Avant les cafés, les deux passèrent les communications qu’ils devaient pour savoir du côté de l’inspectrice que monsieur Labecqua s’était bien présenté à la morgue, puis était allé faire sa déposition.

Alain termina sa conversation au moment même où la serveuse apportait les cafés.

Vous irez payer au bar, le lecteur portable ne marche pas.

Merci bien ! Mademoiselle, fit Alain. Il regarda l’inspectrice pour lui faire son rapport. Les type du labo ont terminé d’analyser les affaires présentes dans la valise. Rien de particulier : des livres, des habits, les actes du colloques et son journal intime. Ils ont bien vu le « je sais maintenant ». Mais en dehors d’avoir été écrit en dehors de la linéarité du journal, rien de particulier, l’écriture semble la même, cela se voit dans la façon d’écrire les « t ». Si, l’encre n’est pas tout à fait la même que celle du journal, qui lui est entièrement rédigé avec la même couleur. Ils sont en train de chercher les références. Du côté de la bille de verre, c’est une bille. Banale.
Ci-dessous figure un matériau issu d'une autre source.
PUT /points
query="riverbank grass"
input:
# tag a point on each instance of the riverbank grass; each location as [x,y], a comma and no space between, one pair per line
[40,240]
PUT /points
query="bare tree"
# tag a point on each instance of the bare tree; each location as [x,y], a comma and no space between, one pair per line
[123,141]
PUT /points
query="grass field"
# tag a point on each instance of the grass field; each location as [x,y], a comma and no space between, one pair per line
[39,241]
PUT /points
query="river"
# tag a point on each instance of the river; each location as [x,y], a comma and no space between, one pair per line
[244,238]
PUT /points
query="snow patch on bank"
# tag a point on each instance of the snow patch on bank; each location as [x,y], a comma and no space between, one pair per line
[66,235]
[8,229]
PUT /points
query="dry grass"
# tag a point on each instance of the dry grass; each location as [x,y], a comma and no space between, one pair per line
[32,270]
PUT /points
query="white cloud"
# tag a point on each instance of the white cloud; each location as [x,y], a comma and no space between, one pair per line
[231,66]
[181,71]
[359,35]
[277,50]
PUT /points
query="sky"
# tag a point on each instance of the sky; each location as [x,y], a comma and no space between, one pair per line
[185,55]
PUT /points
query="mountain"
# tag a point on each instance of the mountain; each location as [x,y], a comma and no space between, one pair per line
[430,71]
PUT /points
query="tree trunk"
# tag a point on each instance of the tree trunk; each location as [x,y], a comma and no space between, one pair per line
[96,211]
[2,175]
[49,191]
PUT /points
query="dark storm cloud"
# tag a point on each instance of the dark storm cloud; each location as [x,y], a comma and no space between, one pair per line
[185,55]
Je ne rajouterai rien de plus. Guilhem m’a expliquée que c’est bien cette bille la cause de la mort. Elle porte deux étranges marques au cou, des marques de strangulation, mais c’est la bille qui provoca la mort. Les marques ont été faites par des mains gantées, sans trace de coutures. Il y a également d’autres trace, mais se sont celles de madame Labecqua, elle-même. Peut-être pour expulser la bille. Le médecin pense que au contraire, elle a contractée la gorge par ce mouvement. Ensuite, après la mort, il y a eu relâchement, et c’est pourquoi le médecin des pompiers a pu extraire la bille facilement. Il pense que la mort s’est produite entre 19 et 20 heures.

Voici donc où nous en sommes au premier jour de l’enquête.

Nous sommes dans un routier, sympa, mais il y a de la route à faire.